ONNX "resize" op test failures
ScottTodd opened this issue · comments
What happened?
#17330 updates our LLVM and torch-mlir commits, pulling in llvm/torch-mlir#3013. Some tests are newly passing, many tests are still failing somewhere (compiler, runtime numerics), and a few tests are hanging on certain platforms.
At least CUDA is hanging on test_resize_downsample_scales_linear
:
https://github.com/iree-org/iree/actions/runs/9034897378/job/24828864270?pr=17330#step:9:1813
I can't reproduce that on Windows though.
Steps to reproduce your issue
Generally follow the instructions at https://github.com/nod-ai/SHARK-TestSuite/tree/main/iree_tests and pull the config files from this repo.

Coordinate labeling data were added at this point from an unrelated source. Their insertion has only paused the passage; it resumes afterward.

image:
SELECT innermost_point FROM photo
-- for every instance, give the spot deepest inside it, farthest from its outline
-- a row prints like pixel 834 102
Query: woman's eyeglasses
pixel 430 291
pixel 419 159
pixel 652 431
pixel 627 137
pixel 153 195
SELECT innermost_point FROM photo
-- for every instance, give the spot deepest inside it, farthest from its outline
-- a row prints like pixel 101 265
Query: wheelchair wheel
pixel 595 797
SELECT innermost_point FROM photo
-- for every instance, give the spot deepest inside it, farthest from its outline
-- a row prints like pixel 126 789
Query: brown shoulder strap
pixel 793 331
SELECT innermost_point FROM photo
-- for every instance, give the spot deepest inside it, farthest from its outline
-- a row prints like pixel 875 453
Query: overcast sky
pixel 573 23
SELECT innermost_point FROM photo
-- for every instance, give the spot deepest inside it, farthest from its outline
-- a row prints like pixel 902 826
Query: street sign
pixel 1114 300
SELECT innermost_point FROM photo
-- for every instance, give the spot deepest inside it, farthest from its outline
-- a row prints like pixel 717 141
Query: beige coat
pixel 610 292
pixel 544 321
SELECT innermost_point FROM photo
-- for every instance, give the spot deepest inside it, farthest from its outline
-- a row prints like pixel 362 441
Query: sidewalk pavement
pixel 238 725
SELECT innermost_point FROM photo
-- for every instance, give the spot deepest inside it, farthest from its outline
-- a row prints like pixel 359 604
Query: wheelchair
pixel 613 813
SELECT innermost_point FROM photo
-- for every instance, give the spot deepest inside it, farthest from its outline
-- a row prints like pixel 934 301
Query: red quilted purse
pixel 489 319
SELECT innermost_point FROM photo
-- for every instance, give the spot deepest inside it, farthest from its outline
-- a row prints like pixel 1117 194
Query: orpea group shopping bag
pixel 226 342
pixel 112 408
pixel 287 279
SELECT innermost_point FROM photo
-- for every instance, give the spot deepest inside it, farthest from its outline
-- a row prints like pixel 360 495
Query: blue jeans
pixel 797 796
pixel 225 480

For example, to run on CUDA:
pytest onnx/ -k test_resize -rA \
--config-files=D:\dev\projects\iree\build_tools\pkgci\external_test_suite\onnx_gpu_cuda.json \
--ignore-xfails
or Vulkan:
pytest onnx/ -k test_resize -rA \
--config-files=D:\dev\projects\iree\build_tools\pkgci\external_test_suite\onnx_gpu_vulkan.json \
--ignore-xfails
Note that Vulkan has model.mlir:4:10: error: failed to legalize operation 'arith.fptosi' that was explicitly marked illegal
What component(s) does this issue relate to?
Frontends, Compiler, Runtime
Version information
No response
Additional context
No response
FYI @AmosLewis this is the reason why llvm/torch-mlir#3013 was ultimately dropped from the integrate #17330.
FYI @AmosLewis this is the reason why llvm/torch-mlir#3013 was ultimately dropped from the integrate #17330.
Will you start a new PR to bump it next? Do you have any idea is it a torch-mlir bug or is it an iree bug?
- I suspect the Vulkan
failed to legalize operation 'arith.fptosi'
error is in upstream MLIR SPIRV (missing lowering) - Numerical errors in tests could be issues in the torch-mlir lowerings
- CUDA hang ... no idea, couldn't get much from CI logs and couldn't reproduce on Windows. Maybe a miscompile (torch-mlir lowering) or runtime issue (IREE CUDA HAL), if compilation succeeded but the hang was a runtime.
nod-ai/SHARK-Turbine#616 the model and failure resize mlir are listed in the description
Will you start a new PR to bump it next?
I don't plan to do it myself. We have an integration rotation schedule and the integrates of this week were already done out-of-schedule :-)
We have a separate rotation for updating torch-mlir (in fact, @AmosLewis is up for next week 🤔). They are usually updated separately but needed to be updated together in this case.